Masalahnya, sekarang aku tidak mengerti, apakah aku harus menyukai anak kecil untuk bisa berbaur dan menghibur mereka dengan baik? Memang untuk bisa melakukan sesuatu dengan baik kita harus menyukainya dengan sepenuh hati. Tapi untuk anak kecil, aku masih belum bisa sangat sabar menghadapi mereka. Aku tidak tahu bagaimana cara mengajak anak yang pendiam dan pemalu, karena dulunya aku bukan anak yang seperti itu. Aku tidak tahu bagaimana caranya membuat seorang anak kecil bisa menjadi anak yang penurut karena dulunya aku juga bukan anak yang seperti itu. Dan kadang aku merasa mereka terlalu keras kepala sehingga untuk memarahi atau hanya membiarkannya saja akan menjadi hal yang salah, mana pun yang dipilih. (note: aku selalu mengaplikasikan analisa ke diriku sendiri)

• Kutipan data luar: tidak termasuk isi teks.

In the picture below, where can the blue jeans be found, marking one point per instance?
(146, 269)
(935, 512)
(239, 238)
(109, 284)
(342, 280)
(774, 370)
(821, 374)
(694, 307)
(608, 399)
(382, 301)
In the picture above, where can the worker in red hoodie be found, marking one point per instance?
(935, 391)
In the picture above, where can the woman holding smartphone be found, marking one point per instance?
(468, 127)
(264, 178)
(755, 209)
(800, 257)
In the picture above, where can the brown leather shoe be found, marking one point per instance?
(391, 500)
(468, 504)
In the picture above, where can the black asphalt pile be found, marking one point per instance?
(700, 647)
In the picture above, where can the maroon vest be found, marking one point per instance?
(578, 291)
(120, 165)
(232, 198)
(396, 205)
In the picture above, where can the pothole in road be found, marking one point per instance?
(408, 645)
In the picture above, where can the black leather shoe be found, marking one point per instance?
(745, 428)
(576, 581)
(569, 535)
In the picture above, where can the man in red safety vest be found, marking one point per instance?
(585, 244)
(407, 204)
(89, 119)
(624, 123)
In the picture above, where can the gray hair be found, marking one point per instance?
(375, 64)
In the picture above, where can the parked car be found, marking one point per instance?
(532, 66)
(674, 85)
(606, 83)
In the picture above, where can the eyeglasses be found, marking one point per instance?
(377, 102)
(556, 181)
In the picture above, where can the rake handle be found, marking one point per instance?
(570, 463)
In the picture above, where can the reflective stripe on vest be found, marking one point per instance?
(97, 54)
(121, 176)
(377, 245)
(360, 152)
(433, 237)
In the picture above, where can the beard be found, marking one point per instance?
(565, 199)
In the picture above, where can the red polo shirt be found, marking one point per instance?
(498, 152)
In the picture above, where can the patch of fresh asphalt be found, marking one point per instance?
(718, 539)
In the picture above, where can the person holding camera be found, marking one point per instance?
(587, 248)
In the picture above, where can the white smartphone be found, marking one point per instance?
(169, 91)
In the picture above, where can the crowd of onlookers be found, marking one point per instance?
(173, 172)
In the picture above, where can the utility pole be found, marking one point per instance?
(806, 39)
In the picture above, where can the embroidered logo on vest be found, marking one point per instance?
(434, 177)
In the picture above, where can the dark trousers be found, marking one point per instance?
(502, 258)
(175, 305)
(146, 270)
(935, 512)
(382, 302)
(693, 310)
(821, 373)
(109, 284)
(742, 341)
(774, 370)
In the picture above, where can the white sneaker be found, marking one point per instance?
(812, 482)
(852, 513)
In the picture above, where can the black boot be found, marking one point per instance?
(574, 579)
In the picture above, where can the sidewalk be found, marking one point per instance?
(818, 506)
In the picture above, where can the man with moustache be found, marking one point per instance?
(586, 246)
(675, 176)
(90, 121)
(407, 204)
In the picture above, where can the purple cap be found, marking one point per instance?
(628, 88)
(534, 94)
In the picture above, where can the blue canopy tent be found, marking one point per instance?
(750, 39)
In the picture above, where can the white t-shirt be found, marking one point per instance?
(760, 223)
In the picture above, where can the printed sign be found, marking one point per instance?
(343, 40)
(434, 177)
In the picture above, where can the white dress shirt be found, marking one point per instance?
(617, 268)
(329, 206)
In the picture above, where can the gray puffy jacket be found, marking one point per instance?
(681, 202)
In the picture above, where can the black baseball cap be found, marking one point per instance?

Bagiku sendiri, aku benar-benar mempercayai kalimat; dunia ini milik anak-anak. Yang secara tidak langsung mengatakan bahwa mereka adalah bagian terpenting dunia, yang akan menjadi penerus selanjutnya. Dan karenanya, agar nantinya mereka melakukan hal yang sama pada anak-anak yang selanjutnya, kita sebagai orang yang sudah bukan anak-anak lagi harus membuat dunia mereka menjadi dunia yang paling membahagiakan. Kejadian sekali dalam hidup yang akan terus mereka kenang.

Menurutku juga, pikiran anak-anak itu memiliki tingkat kesederhanaan dan kerumitan yang berbanding lurus terhadap satu sama lain. Sesuatu yang sulit dipahami kecuali kita juga menjadi anak kecil itu sendiri. Tentunya jika disuruh memilih aku juga nggak mau terlalu melebih-lebihkan masalah ini. Tapi aku sungguh-sungguh mengalami kesulitan untuk bisa mendekati anak kecil dengan cara dan langkah yang benar. Ironisnya, aku selalu hanya bisa tersenyum di kejauhan saat melihat orang lain berhasil membuat mereka tertawa bahagia. Aku hanya bisa membayangkan seandainya aku bisa melakukan hal yang sama pula pada mereka.

Yang masih menjadi pertanyaan besar; kapankah itu??